As part of the purported conspiracy, the indictment alleges that Mr. Hutchins created the Kronos software, described as “a particular type of malware that recorded and exfiltrated user credentials and personal identifying information from protected computers.” (Id. ¶¶ 3(e), 4(a).) It also alleges that Mr. Hutchins and his co-defendant later updated Kronos. (Id. ¶ 4(d).)

All other alleged overt acts in furtherance of the purported conspiracy pertain solely to Mr. Hutchins’ co-defendant. Per the indictment, the codefendant (1) used a video posted to YouTube to demonstrate how Kronos worked, (2) advertised Kronos on internet forums, (3) sold a version of Kronos, and (4) offered crypting services for Kronos. (Id. ¶¶ 4(b), (c), (e), (f), (g).)

Aside from a bare allegation that each offense was committed “in the state and Eastern District of Wisconsin and elsewhere,” the indictment does not describe any connection to this District.

While the government has long suggested that the case is in EDWI because an FBI agent located there bought a copy of Kronos, the motion suggests Hutchins’ team hasn’t even seen good evidence of that yet.

Here, the indictment reflects that Mr. Hutchins was on foreign soil, and any acts he performed occurred there. There is no indication that damage was caused in the Eastern District of Wisconsin—or, indeed, that any damage occurred at all. At best, a buyer was present in this District. But the buyer would then need to use Kronos to cause damage in the District for venue to lie. Nothing [i]n the indictment supports that conclusion.

The charging of two foreigners is all the more problematic on the four wiretapping charges, given that (unlike CFAA), Congress did not mean to apply it to foreigners.

There is evidence that Congress intended the CFAA—the legal basis of Counts One and Six—to have extraterritorial application. The CFAA prohibits certain conduct with respect to “protected computers,” 18 U.S.C. § 1030(e)(2)(B), and the legislative history shows that Congress crafted the definition of that term with foreign-based attackers in mind. S. Rep. 104-357, at 4-5 (1996).

The Wiretap Act—at issue in Counts Two through Five—is different, though. That law does not reflect a clear congressional mandate that it should apply extraterritorially. Accordingly, courts have repeatedly found that it “has no extraterritorial force.” Huff v. Spaw, 794 F.3d 543, 547 (6th Cir. 2015) (quoting United States v. Peterson, 812 F.2d 486, 492 (9th Cir. 1987)).
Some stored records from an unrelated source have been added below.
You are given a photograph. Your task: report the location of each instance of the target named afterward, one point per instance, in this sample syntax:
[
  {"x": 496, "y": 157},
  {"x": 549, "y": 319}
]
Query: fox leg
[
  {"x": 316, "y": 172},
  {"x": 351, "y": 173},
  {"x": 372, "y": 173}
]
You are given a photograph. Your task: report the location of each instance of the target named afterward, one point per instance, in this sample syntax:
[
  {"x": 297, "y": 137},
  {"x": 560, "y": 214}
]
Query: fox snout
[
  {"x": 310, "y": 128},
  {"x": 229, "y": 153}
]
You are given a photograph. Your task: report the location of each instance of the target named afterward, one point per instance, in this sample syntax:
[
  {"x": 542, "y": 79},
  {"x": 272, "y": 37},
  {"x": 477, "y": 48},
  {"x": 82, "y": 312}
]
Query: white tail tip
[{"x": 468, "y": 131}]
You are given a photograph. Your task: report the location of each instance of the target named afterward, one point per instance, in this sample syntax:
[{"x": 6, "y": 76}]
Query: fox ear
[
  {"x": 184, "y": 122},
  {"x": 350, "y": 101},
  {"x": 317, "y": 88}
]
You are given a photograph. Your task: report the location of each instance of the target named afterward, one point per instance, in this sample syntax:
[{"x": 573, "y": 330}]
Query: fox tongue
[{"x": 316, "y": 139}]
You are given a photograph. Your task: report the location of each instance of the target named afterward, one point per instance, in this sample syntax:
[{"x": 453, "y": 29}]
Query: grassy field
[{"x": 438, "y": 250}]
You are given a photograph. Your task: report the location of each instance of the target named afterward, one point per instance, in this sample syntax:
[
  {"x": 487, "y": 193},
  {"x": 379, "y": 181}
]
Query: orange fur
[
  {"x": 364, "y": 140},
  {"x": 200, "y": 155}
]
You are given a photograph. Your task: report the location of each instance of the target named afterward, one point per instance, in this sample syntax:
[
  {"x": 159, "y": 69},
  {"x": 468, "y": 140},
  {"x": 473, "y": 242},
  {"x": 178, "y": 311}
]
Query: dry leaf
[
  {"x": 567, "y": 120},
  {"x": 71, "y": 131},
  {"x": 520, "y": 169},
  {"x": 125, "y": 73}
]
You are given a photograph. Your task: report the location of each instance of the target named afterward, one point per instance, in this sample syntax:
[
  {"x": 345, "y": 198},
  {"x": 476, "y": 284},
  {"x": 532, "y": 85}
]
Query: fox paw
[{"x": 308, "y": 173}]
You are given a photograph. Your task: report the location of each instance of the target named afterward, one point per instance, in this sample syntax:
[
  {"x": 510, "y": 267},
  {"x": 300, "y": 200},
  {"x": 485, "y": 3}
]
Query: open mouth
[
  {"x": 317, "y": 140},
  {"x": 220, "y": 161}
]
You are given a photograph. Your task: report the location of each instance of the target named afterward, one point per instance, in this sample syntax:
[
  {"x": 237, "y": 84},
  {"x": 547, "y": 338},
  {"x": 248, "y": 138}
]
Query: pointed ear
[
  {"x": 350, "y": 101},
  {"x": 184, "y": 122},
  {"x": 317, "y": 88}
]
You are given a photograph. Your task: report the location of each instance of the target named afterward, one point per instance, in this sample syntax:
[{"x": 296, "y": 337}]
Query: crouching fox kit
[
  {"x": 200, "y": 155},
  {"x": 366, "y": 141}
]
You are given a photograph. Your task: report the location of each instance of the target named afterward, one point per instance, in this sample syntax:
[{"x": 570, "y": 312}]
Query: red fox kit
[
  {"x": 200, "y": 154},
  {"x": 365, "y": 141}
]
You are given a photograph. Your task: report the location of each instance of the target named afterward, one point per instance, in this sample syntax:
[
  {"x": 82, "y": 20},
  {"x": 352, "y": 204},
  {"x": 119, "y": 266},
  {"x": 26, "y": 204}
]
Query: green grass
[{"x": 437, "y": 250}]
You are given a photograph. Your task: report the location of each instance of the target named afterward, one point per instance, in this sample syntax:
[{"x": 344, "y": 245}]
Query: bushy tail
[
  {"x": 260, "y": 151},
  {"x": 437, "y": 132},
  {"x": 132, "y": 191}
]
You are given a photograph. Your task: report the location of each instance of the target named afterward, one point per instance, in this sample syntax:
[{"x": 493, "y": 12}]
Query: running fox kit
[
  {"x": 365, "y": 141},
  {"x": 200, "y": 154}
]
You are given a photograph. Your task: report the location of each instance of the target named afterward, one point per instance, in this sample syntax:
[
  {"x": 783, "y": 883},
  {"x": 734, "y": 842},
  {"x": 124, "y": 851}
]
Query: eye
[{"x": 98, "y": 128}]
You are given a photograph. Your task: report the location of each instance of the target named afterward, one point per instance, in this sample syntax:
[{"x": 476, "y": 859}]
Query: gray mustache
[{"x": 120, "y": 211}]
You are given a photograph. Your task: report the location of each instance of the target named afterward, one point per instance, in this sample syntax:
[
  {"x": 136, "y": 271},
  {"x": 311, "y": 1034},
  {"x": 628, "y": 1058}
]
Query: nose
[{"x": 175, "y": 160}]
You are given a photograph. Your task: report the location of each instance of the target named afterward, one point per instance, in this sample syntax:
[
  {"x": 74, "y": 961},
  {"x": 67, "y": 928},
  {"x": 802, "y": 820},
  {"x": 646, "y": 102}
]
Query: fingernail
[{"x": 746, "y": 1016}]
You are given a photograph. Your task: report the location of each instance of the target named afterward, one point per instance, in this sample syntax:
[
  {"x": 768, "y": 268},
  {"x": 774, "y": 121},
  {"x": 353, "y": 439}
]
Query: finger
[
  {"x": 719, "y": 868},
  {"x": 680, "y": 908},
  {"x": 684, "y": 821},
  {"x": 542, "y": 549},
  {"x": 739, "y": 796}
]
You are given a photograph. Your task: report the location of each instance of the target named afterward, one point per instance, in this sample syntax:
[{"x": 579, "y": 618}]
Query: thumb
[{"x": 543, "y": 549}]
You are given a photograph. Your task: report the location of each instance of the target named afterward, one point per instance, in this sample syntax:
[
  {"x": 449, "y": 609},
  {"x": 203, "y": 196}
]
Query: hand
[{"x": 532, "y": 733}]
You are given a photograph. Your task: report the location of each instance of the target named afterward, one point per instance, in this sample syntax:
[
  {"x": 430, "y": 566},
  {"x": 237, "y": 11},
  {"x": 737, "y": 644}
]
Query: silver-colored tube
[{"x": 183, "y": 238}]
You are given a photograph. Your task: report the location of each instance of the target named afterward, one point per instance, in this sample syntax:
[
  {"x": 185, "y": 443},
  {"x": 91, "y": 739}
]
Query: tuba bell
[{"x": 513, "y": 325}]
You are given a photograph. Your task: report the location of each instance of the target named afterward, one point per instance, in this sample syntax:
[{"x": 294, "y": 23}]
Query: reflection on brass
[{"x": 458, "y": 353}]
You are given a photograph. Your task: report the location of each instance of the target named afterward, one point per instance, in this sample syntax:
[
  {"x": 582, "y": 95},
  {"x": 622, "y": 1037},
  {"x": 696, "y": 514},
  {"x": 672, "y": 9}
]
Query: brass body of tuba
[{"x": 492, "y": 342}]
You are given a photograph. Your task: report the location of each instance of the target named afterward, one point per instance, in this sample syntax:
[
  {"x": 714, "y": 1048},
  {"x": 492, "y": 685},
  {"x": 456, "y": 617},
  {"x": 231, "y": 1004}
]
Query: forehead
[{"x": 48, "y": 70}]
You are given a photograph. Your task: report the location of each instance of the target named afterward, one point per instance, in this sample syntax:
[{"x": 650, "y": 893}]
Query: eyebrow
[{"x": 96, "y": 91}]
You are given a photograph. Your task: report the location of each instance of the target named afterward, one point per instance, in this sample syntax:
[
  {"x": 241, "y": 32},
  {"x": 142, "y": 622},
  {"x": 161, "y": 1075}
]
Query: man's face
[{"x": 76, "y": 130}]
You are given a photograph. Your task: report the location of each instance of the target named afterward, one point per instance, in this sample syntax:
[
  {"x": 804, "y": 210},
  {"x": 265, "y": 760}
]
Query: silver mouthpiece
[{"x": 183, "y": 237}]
There is a great deal of precedent to establish venue based on where a federal agent bought something. Indeed, the main AlphaBay case against Alexandre Cazes consisted of that (remember that Kronos was ultimately sold on AlphaBay). But that case was based on the illegal sale of drugs and ATM skimmers, not software, which given the challenge to the CFAA and Wiretapping application here, might make the EDWI purchase of Kronos insufficient to justify venue here.

I’m not sure whether this motion will succeed or not. But one way or another, given that the defense appears to have seen no real basis for venue here, this motion may serve as critical groundwork for what appears to be a justifiable argument that this case should never have been charged in the US.

I keep waiting for DOJ to give up this case in the face of having to argue that the guy who sinkholed WannaCry should be prosecuted because he refused to accept a plea deal on charges with no known US victims. But they’re probably too stubborn to do that.

Update: Corrected Joseph’s name. h/t GM.